Koşu sporu, koşan ve koşular açısından son 3-4 yılda katlanarak büyüyor. Bu büyüme bu sene orman koşularına da yansıdı. Yeni koşulardan biri 7 Nisan günü Belgrad Ormanı’nın Göktürk’e yakın kısmında yer alan Ayvat Bendi merkezli olarak Reebok 11.1 Koşusu yapıldı. Yeni firmaların koşuya yatırım yapması, yeni organizatörlerin bu işe soyunması açısından çok olumlu bir gelişme idi ve güzel de neticelendi. Her yeni organizasyon ve el, camiaya yeni bir bakış açısı, yeni zenginlikler getiriyor. Reebok‘ın desteğini devam ettirmesini, yeni sponsorların dahil olmasını dilerim.

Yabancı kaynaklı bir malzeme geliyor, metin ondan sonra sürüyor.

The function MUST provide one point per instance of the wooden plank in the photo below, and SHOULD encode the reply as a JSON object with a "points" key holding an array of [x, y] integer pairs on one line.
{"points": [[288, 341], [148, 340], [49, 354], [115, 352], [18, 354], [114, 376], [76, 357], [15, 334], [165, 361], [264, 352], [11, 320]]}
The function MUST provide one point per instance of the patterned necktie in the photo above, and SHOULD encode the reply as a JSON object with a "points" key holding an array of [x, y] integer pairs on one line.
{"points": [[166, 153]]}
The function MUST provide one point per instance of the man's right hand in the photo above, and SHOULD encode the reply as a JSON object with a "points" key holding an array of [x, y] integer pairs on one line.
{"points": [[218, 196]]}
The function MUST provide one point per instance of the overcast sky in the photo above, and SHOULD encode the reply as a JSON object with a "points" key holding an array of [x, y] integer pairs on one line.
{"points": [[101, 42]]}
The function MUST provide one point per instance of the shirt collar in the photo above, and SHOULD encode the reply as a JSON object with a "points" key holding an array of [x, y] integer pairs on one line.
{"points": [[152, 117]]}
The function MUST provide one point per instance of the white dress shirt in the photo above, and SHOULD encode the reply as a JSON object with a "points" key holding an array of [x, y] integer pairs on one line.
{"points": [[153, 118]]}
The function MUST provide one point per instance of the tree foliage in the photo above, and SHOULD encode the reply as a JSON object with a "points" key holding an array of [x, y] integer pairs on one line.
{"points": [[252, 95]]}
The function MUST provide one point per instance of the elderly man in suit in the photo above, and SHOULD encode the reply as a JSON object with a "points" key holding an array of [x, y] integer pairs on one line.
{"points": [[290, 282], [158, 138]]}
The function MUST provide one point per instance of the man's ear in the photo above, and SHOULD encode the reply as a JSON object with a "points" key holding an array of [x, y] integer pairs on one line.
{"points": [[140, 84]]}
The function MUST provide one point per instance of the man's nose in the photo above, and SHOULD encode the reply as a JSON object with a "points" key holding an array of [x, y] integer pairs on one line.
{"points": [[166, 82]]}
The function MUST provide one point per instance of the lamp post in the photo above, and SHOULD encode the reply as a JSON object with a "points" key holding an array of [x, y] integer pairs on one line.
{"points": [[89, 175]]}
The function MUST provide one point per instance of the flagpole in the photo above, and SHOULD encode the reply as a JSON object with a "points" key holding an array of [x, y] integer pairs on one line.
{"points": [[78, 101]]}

Organizasyon alanı, koşu sonrası

Koşuya son numaralardan birini alarak dahil olabildim. Bu hafta sonu hedefim Cumartesi günü Adım Adım koşusunu, Pazar günü bunu koşmak, iki kısa hızlı yapmaktı. Hafta içi seyahatlerim ve Cumartesi çalışacak olmam sebebiyle AA koşusu yerine aile kahvaltısı yaptım, ama Neşet parkurundan çok daha yorucu bir ofis günü geçirdim. Pazar sabahı ailece gidip kahvaltı yapmayı planlayarak önceki akşam yattık. Ailenin kalkıp hazırlanması zaman aldıysa da, TEM bağlantı yolundan Ayvat Bendi’ne 32 dakikada ulaştık. Start 10dk ötelenince yarım saatten fazla vaktim oldu hazırlanmak için. Daha çok tanıdıklarla selamlaştığımı itiraf etmeliyim…

Organizasyon, heralde koşunun çağrıştırdığı sağlık ve özgürlük sebebiyle, ormanlık bir alanda koşu düzenlemeyi seçmiş. Arazide çok performanslı olduğunu düşünmediğim (ama henüz deneyip koşmadım) Reebok ayakkabıları için orman şartlarındaki en ideal parkurlardan birinin seçildiğini söyleyebiliriz. Tamamı sert ve düz toprak zeminde, hızlı bir parkurdu. Bu haliyle trafik  kirliliği olmayan, yokuşlu bir yol yarışı tadında geçti.

Antrenmanyap.com organizasyon ve duyuruyu üstlenmiş gibiydi ama sanırım alan kurulumu Reebok’ın etkinlik ajansı tarafından yapılmıştı. Depar Timing çipli zaman ölçümünü yaptı. Organizasyon alanı otopark hariç oldukça düzenliydi. Çember şeklindeki sponsor standları hem zenginlik, hem renk kattı. Ek WC kabinler, Kahve Dünyası karavanı, profesyonel sunucu  akılda kalan güzelliklerden. Etkinlik alanı için bütçe ayrılmış ve hoş kullanılmış.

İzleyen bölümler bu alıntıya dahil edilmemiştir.